The romantic lure of the road had captured my soul and imagination and I reveled in the stories of many of the old blues and folk players who traveled the country and the world. That wasn’t all though. In addition to Woody’s influence was a tv show that I used to watch religiously called “Then Came Bronson”. The show chronicled the life of a lone, mysterious, biker who seemed to have no roots and lived on the road, free as the wind. He had the coolest Harley in the world and the images of Bronson plying the Pacific Coast Highway burned into my brain.
That was also around time that Simon and Garfunkel sang, ” We’ve all gone to look for America”, and the movie “Easy Rider” was a hit on the big screen. I yearned to see the Golden Gate Bridge, Big Sur, the Grand Canyon and the Tetons. (I later rode a motorcycle across country and back passing through the Painted Desert, Monument Valley in Arizona and the Rockies of Colorado, hiked to the bottom of the Grand Canyon alone twice and stood atop the Grand Teton).
But back to the story. After graduating from Penn State, I was in my first year of teaching 5th Grade in an isolated village in the mountainous coal mining region of central PA. I had the summers off and couldn’t wait to get out on the road. I had heard about a rock climbing school in Colorado called the LEAD Outdoor Academy that was just forming and I wanted to get in on the ground floor as an instructor. I heard that the original staff was getting together for a training session and I was invited to come out for what became a week long job interview in the wilderness. I was thrilled to have the opportunity but had no way to get to Colorado and no money. I had a theory which I tested many times over the years and found to be true. I figured that even in a worst case scenario, one could hitch across the country in three days. A person could easily go for 3 days without food so in my mind even if something bad happened, I would be alright. Call me foolish but with this in mind, I decided to make the trip.
Mom knew she couldn’t stop me so she became an accomplice.

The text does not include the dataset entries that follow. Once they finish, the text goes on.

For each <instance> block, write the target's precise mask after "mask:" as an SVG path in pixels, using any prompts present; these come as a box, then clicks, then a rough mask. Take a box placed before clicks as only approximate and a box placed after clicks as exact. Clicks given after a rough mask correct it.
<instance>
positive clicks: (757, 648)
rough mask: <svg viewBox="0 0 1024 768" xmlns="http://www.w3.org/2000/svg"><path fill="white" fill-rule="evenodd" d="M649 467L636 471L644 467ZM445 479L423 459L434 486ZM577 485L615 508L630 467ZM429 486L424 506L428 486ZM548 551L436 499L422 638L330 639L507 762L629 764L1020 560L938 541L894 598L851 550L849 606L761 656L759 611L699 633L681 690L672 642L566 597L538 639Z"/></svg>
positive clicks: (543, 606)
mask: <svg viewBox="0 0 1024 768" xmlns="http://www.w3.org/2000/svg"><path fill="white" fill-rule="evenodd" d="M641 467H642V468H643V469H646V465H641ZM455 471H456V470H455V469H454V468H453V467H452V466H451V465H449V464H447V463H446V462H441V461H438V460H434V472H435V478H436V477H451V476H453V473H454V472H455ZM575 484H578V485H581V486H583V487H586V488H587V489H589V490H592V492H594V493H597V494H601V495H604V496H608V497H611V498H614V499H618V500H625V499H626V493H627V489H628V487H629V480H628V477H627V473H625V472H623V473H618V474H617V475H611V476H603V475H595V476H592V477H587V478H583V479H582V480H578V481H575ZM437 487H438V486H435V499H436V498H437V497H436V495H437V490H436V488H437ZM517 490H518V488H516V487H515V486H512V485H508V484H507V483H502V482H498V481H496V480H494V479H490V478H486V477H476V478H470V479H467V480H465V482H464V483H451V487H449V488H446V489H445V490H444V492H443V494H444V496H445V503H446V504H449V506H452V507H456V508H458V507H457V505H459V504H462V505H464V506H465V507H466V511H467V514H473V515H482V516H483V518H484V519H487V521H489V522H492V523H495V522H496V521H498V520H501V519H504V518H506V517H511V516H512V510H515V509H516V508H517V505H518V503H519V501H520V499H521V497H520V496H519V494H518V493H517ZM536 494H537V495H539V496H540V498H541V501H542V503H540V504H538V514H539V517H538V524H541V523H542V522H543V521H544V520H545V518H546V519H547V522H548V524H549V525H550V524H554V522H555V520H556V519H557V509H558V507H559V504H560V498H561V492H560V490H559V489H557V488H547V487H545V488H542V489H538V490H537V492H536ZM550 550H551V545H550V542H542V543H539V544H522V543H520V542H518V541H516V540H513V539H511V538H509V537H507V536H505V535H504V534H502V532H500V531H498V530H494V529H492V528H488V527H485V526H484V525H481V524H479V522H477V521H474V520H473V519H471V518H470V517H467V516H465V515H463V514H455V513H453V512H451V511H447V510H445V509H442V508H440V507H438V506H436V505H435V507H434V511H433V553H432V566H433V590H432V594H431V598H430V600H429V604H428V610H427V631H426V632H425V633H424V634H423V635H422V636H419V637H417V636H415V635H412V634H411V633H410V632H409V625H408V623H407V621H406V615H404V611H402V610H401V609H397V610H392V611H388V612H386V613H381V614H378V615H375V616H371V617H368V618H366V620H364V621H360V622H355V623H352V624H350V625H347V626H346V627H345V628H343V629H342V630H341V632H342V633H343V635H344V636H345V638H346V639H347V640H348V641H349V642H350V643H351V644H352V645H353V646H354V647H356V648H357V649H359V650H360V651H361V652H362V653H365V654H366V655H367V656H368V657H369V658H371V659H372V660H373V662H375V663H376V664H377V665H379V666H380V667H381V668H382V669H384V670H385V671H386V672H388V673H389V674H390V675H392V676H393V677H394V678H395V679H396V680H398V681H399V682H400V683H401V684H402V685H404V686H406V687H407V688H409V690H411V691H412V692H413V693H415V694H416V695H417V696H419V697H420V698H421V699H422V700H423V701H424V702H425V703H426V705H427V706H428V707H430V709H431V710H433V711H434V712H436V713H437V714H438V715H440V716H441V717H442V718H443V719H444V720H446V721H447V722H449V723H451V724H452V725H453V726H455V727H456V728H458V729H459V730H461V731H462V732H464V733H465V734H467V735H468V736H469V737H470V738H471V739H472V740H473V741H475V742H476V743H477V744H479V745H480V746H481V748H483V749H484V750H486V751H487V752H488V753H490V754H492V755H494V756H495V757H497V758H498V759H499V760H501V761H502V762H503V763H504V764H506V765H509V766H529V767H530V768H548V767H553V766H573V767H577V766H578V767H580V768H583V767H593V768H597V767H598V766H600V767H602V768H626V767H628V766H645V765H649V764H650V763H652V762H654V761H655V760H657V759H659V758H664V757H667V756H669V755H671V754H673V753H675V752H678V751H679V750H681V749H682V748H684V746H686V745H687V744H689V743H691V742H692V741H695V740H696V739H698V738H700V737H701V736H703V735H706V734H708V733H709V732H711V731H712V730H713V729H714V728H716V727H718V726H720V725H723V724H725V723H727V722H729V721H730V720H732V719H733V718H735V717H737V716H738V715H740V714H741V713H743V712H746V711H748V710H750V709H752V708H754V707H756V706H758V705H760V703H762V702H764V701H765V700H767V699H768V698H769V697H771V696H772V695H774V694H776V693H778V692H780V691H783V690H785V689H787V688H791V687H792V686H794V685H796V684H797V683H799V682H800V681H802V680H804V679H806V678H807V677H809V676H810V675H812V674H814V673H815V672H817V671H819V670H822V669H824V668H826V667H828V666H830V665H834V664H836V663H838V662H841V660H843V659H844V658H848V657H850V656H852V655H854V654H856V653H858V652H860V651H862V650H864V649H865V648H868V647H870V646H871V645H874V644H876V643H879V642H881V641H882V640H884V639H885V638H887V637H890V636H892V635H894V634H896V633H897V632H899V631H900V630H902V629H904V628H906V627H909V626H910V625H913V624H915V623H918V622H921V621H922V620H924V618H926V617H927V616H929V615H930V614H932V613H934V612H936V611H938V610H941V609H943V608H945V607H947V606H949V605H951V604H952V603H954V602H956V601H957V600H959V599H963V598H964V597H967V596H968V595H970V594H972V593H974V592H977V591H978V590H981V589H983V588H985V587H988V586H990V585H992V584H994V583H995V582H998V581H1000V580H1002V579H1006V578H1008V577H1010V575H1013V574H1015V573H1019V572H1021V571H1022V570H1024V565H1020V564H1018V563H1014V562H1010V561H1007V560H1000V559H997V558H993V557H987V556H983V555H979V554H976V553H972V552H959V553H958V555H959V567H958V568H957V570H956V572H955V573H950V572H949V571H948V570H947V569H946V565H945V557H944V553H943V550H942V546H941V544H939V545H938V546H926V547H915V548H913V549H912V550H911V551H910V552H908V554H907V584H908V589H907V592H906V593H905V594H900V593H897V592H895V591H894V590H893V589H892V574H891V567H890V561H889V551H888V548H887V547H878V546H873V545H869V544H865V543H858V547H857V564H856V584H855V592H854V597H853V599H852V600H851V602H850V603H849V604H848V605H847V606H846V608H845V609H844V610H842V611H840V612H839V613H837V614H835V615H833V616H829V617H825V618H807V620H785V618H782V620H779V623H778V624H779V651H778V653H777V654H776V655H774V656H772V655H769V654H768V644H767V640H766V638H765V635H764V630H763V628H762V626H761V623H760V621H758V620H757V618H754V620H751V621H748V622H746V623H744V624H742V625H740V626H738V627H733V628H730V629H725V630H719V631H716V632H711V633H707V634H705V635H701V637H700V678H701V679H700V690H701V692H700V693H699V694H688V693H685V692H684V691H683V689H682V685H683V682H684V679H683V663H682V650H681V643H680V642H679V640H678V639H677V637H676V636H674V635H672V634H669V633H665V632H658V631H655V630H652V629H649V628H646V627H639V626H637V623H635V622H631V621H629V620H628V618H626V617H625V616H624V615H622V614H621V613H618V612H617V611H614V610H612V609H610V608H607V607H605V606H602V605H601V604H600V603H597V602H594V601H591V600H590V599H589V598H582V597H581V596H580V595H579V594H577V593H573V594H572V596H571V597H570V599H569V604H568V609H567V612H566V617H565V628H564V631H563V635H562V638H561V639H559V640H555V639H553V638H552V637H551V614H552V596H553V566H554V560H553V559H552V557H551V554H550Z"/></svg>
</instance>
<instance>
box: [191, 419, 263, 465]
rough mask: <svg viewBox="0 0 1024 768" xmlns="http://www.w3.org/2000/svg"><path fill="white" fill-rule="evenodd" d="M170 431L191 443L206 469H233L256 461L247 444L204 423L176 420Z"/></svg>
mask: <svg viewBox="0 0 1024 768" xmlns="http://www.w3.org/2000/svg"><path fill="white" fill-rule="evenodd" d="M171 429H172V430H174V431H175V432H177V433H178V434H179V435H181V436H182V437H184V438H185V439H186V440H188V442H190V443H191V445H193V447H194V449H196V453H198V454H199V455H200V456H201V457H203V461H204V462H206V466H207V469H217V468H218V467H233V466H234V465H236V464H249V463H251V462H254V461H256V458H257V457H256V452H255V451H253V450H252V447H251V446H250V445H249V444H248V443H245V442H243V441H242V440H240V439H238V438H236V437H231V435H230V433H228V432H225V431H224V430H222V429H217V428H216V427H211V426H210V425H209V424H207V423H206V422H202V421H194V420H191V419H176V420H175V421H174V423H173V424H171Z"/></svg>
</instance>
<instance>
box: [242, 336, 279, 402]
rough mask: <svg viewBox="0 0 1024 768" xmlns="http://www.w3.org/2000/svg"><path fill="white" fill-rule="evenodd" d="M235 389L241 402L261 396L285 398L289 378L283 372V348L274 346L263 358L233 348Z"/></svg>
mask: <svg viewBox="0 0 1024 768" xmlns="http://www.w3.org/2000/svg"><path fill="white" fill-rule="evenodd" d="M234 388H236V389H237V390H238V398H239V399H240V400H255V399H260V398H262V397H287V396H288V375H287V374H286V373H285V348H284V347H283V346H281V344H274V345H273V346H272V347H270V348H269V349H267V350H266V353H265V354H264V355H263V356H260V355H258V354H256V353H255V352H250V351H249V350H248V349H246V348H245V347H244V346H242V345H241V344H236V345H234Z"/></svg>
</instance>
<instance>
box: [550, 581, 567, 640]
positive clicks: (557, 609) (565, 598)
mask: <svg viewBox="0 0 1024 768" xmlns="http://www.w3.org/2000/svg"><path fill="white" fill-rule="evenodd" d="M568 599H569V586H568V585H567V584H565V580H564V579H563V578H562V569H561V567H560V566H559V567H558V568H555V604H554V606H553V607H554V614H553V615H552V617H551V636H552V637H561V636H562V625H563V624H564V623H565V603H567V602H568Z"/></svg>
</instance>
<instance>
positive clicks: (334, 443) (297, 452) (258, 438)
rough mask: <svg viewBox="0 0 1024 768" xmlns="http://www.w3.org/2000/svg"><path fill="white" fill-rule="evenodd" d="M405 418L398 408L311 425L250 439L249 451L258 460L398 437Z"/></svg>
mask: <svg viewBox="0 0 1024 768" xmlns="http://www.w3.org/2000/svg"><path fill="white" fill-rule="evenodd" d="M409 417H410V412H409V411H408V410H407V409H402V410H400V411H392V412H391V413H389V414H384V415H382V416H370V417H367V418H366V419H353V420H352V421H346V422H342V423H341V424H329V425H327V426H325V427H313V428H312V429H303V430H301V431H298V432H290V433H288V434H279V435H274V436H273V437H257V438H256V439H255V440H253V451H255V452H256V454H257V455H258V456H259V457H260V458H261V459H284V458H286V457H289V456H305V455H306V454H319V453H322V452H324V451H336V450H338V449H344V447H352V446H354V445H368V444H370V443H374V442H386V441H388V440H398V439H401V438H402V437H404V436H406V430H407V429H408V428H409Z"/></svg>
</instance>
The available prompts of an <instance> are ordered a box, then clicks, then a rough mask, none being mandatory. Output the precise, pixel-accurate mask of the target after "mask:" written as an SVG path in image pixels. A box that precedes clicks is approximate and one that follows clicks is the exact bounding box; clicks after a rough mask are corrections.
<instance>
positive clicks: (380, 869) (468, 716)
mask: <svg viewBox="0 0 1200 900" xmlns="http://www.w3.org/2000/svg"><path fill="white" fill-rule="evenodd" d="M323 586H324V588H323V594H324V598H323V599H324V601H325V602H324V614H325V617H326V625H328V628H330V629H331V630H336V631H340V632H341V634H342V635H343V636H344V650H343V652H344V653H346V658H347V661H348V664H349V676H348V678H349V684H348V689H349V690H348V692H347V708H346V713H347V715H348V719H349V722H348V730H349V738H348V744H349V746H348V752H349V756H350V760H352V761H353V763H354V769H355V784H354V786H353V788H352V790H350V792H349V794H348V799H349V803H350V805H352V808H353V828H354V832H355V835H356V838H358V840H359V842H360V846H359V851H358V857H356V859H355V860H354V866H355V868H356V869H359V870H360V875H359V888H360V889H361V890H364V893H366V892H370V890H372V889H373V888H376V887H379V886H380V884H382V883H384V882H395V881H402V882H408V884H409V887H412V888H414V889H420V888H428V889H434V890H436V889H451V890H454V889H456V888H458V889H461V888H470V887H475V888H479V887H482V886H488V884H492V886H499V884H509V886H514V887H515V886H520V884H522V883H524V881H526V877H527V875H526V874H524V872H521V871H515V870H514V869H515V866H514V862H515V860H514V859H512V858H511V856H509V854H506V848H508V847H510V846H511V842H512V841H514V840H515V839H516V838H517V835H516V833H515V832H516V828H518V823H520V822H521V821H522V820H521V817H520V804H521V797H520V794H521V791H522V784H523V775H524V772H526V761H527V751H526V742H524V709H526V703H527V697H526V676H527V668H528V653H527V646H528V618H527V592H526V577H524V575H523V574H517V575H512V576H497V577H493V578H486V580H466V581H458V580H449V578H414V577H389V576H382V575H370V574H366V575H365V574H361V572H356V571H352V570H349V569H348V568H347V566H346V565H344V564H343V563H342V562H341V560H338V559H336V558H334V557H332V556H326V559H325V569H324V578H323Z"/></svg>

As mentioned, she gave me my first ride to the Bellefonte exit of Interstate 80, waved goodbye and all of a sudden, there I was, all alone looking down the road with my thumb out singing to myself the words to the theme song from “Then Came Bronson”.
There aint nothin’ here gonna tie me, and I got some friends I’d like to see again
One of these days I’m gonna settle down, but ’till that day I won’t be hangin’ round
Goin’ down that long lonesome highway, Gonna live life my way.”
My ride took me all the way to the Pennsylvania - Ohio border. As I got out of the car, it was obvious that a very bad thunderstorm was quickly approaching. The sky was an ominous looking grey with big black thunderclouds just waiting to explode. I again said a prayer and believed as much as I could that God would take care of me.
From Chicago, I got two long rides to Colorado and was dropped off on Interstare 25 just north of Denver. I had planned to connect with the an old friend’s brother named Thomas. He lived on a street named Hooker Avenue.
Its ironic that when hitching across country, you can often easily pick up rides that will take you long distances, sometimes traversing many states. It is much harder , however, to navigate a city where you have to make a number of turns. You may wait hours for a ride that will take you a short distance to your next turn thus taking all day to cover a distance of 20 miles or less. Add to that, when I was dropped off, there was another hitcher on the ramp ahead of me. I went over to talk to him and he lamented that he had been standing there for over 8 hours with no luck. Undaunted, I told him that if he got picked up, to tell the driver to pick me up too. Following the etiquette of the road, I took a spot down the road from him. Once more, I looked to the sky and prayed for a ride in this seemingly impossible situation.
After a day or so in Denver, I got back on the road for a fairly quick trip to Gunnison, Colorado. Near there, in the beautiful Colorado Rockies, I spent a week with the first staff of the newly formed LEAD Outdoor Academy. Nearly six years later, I realized the dream that I had envisioned on that momentous trip across country and became a mountaineering and rock climbing instructor with LEAD which by then had moved to New Mexico at the edge of the Capitan Mountains Wilderness Area.